Americans have loved McDonald’s Quarter Pounder ever since a franchisee introduced the iconic burger to the country in 1972. In the 1980s, A&W attempted to capitalize on the success of the Quarter Pounder—and drum up a little competition for Ronald and friends—by introducing a third-pound burger. The bigger burger gave consumers more bang for their collective buck. It was priced the same as the Quarter Pounder but delivered more meat. It even outperformed McDonald’s in blind taste tests, with consumers preferring the flavor of A&W’s burger.
But when it came down to actually purchasing the third-pound burgers, most Americans simply would not do it. Baffled, A&W ordered more tests and focus groups. After chatting with people who snubbed the A&W burger for the smaller Quarter Pounder, the reason became clear: Americans suck at fractions.
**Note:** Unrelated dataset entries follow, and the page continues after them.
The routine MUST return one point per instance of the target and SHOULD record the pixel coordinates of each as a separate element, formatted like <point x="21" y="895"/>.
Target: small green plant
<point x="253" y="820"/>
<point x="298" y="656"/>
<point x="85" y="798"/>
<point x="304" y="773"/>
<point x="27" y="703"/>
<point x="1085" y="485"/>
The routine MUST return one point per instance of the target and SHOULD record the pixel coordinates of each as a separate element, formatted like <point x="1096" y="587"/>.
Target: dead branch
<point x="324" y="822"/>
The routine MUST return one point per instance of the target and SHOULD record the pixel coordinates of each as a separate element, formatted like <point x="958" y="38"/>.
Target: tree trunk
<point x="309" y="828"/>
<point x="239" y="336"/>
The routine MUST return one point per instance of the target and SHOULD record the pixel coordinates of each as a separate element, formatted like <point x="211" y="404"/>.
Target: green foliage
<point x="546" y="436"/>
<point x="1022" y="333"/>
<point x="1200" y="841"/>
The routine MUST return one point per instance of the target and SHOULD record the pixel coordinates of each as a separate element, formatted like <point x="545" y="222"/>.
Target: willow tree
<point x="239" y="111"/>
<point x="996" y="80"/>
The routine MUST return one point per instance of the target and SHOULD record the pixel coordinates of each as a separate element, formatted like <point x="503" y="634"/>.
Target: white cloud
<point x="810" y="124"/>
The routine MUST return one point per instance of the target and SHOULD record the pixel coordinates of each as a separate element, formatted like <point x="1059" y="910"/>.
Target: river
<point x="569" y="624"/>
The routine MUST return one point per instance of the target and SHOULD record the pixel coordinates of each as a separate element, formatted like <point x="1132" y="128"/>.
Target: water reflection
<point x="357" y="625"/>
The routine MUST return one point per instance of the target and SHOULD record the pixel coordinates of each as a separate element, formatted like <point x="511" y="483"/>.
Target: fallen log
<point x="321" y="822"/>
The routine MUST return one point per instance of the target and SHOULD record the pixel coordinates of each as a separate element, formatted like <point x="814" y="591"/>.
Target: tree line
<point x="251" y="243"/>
Alfred Taubman, who owned A&W at the time, wrote about the confusion in his book Threshold Resistance:
More than half of the participants in the Yankelovich focus groups questioned the price of our burger. "Why," they asked, "should we pay the same amount for a third of a pound of meat as we do for a quarter-pound of meat at McDonald's? You're overcharging us." Honestly. People thought a third of a pound was less than a quarter of a pound. After all, three is less than four!
Not understanding that a fourth is actually smaller than a third, many consumers eschewed the better-tasting burger in favor of the one they thought was the better deal. According to Taubman, A&W recalibrated their marketing, saying, “The customer, regardless of his or her proficiency with fractions, is always right.”
Apparently undaunted by the average American’s less-than-average math skills, McDonald’s tried their own version of the bigger burger, the “Angus Third-Pounder,” in 2007.